China-based hackers exploit unpatched Cisco firewalls to target global government networks

The group, known as Storm-1849 (also tracked as UAT4356), has been actively compromising Cisco Adaptive Security Appliance (ASA) devices — a critical line of firewalls widely used by federal and state agencies, defense institutions, and major private firms.

Researchers at Palo Alto Networks’ Unit 42 revealed that the hackers are scanning and exploiting vulnerable Cisco ASA systems to gain deep, persistent access to sensitive networks. These appliances are particularly high-value targets because they combine multiple security functions, including traffic filtering, VPN management, and virus detection, effectively serving as gateways to protected internal systems.
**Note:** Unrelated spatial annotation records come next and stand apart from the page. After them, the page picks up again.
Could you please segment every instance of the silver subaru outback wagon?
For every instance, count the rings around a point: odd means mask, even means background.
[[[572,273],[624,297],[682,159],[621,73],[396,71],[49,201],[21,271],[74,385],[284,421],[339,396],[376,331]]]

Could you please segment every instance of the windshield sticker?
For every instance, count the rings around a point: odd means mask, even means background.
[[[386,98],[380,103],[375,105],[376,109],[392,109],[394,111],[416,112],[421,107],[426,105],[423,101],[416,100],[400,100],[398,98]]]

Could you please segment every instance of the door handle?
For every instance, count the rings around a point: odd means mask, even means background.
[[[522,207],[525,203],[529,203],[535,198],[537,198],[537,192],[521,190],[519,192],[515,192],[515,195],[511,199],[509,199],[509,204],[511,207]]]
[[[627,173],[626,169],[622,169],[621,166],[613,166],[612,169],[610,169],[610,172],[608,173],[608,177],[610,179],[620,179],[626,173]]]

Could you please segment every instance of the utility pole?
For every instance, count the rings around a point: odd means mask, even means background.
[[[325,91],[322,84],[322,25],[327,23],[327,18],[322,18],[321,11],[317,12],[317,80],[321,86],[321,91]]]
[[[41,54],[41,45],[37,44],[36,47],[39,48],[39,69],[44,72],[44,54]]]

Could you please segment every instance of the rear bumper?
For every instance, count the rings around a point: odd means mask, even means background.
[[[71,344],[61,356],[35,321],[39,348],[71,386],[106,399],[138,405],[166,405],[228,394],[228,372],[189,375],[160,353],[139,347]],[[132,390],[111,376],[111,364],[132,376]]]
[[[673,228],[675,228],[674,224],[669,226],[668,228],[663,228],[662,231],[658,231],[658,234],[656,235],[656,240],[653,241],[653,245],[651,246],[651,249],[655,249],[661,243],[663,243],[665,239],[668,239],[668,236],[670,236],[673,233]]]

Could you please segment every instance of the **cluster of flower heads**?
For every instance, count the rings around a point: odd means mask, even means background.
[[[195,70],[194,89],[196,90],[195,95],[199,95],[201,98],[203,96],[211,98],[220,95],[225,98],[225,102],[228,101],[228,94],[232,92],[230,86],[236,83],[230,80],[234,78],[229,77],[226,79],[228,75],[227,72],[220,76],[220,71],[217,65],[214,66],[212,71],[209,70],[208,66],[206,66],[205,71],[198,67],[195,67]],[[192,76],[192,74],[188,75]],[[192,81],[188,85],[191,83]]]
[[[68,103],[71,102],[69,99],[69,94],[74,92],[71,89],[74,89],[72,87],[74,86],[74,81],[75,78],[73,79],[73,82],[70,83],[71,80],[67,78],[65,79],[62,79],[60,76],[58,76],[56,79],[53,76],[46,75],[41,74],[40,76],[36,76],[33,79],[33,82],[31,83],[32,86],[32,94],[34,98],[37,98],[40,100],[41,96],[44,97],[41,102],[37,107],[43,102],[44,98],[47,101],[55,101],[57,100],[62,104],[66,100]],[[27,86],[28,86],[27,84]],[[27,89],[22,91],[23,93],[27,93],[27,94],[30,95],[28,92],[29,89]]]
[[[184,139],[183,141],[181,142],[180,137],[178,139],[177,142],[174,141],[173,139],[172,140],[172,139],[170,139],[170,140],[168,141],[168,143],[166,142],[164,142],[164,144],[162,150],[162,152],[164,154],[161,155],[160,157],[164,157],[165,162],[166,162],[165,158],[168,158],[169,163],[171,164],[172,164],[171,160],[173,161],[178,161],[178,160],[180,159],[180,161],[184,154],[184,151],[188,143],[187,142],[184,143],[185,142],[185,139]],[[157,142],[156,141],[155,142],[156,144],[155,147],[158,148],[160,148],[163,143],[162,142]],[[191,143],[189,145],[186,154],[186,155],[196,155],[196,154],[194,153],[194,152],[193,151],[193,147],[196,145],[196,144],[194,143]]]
Although neither CISA nor Cisco has officially attributed the 2025 campaign to Chinese actors, cybersecurity firm Censys previously identified strong evidence linking similar 2024 attacks to China.

A Global Security Threat
According to Unit 42’s findings shared with The Record, the campaign persisted throughout October. In the United States alone, the researchers observed malicious activity directed at 12 IP addresses belonging to federal agencies and 11 associated with state or local government offices.

A notable pause in attacks between October 1 and October 8 coincided with China’s Golden Week holiday — a possible indication of the attackers’ origin.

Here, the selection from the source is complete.